|Nutritional Guidelines (per serving)|
|Servings: 4 to 6|
|Amount per serving|
|% Daily Value*|
|Total Fat 16g||21%|
|Saturated Fat 6g||31%|
|Total Carbohydrate 15g||5%|
|Dietary Fiber 3g||12%|
|*The % Daily Value (DV) tells you how much a nutrient in a food serving contributes to a daily diet. 2,000 calories a day is used for general nutrition advice.|
This dish is an example of "red cooking," where meats are simmered in soy sauce and water. But, this is a more western-style dish. A more standard Shanghai beef recipe will not come out the same.

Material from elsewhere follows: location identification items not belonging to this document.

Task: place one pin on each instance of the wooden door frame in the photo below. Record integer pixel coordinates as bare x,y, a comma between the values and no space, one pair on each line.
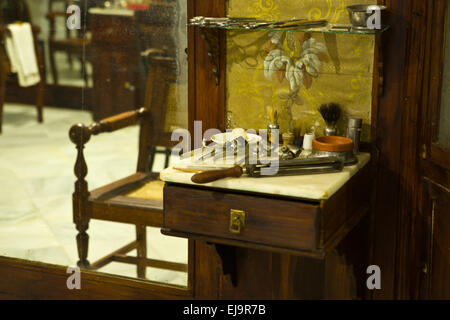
22,279
397,118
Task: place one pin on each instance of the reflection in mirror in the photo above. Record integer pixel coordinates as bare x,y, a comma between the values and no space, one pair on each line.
444,127
132,56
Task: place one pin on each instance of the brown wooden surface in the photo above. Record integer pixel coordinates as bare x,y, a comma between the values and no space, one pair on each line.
116,74
34,280
111,202
281,223
430,249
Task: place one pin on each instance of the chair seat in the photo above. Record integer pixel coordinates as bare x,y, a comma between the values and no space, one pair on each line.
136,199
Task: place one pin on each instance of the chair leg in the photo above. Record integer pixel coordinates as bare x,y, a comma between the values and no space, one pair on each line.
40,100
168,154
2,97
53,66
83,244
141,237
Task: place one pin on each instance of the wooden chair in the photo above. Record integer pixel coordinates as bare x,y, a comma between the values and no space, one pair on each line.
13,11
112,202
73,45
154,28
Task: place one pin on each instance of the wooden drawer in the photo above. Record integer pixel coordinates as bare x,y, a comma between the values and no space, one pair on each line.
271,222
284,225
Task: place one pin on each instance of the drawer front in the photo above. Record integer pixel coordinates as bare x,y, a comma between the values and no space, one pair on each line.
272,222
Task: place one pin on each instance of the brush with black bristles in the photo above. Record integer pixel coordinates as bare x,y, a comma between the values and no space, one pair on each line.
331,113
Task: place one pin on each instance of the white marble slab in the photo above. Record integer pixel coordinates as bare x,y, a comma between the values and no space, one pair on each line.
314,187
112,12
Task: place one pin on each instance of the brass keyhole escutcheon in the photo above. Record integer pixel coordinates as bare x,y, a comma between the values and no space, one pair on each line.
237,221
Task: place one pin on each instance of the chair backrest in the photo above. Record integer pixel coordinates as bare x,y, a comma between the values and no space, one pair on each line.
162,74
155,27
14,10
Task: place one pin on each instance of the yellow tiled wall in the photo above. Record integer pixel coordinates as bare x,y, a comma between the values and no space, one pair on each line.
345,76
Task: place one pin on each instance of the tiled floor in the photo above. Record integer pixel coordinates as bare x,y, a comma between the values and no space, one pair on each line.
36,183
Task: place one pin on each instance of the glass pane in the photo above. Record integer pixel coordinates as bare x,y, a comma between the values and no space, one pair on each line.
111,62
444,126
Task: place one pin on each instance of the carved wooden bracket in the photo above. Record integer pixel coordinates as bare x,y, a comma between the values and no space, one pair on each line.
212,37
227,256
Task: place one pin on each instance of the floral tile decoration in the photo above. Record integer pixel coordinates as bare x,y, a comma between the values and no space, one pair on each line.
296,72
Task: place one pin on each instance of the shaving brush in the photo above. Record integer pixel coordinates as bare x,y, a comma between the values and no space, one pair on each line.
331,113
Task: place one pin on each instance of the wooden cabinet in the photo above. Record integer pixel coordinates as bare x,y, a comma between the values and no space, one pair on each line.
116,66
256,246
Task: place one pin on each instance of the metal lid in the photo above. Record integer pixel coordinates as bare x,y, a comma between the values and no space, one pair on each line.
355,122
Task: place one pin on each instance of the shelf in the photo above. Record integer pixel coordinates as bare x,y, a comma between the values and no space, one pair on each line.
327,29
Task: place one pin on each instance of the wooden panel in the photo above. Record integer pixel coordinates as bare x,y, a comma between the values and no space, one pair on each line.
346,207
33,280
206,99
275,222
437,285
116,75
113,29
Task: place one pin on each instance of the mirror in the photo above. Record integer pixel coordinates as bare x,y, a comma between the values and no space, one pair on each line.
112,72
444,126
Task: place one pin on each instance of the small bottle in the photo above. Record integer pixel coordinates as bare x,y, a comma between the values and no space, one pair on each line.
354,132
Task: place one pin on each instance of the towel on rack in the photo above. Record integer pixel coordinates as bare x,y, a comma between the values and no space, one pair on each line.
22,55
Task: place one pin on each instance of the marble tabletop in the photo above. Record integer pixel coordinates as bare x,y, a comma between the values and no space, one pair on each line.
112,11
314,187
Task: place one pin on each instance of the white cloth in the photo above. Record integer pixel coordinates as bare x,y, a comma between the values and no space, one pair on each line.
22,55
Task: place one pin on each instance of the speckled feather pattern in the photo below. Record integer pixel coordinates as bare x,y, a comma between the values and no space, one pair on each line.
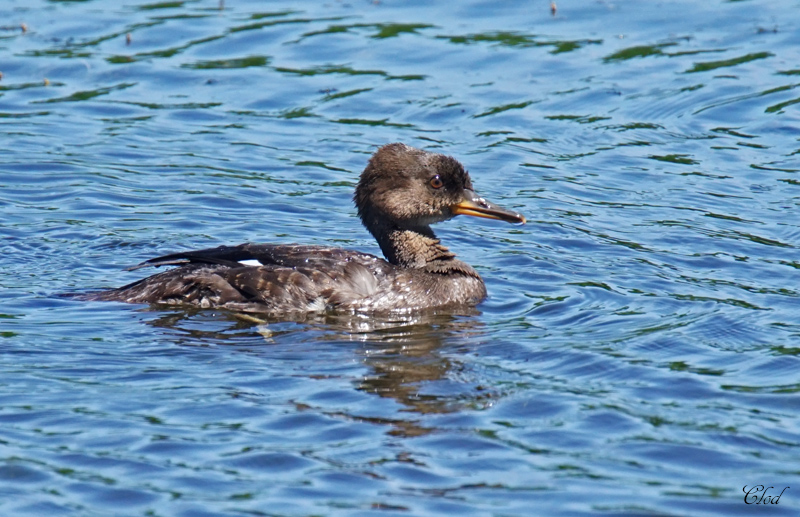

- 4 Turnips (about 1 1/2 pounds)
- 3 Large carrots
- 3 Slices ginger
- 2 Green onions
- 2 tablespoons oil, or as needed
- 2 pounds boneless stewing beef, cut into chunks
- 3 cups beef broth
- 1 cup of water
- 2 tablespoons Chinese rice wine or dry sherry
- 3 tablespoons dark soy sauce
- 1 tablespoon light soy sauce
- 1 tablespoon brown sugar
Chop the turnips into bite-size chunks. Peel the carrots and cut on the diagonal into 1-inch pieces. Chop the ginger. Cut the green onions into thirds.
In a wok or large saucepan, heat the oil over medium-high heat. Add the ginger. Cook until softened then brown the beef. Add the beef broth, water, rice wine or sherry, and 1 tablespoon of the dark soy sauce. Bring to a boil. Reduce the heat and simmer, covered, for 1 hour.
Add the chopped vegetables, the light soy sauce, the remainder of the dark soy sauce, and the brown sugar. Simmer, uncovered, for another 30 minutes. Taste and adjust the seasoning, adding salt, pepper, or soy sauce as desired. Serve hot with rice or noodles.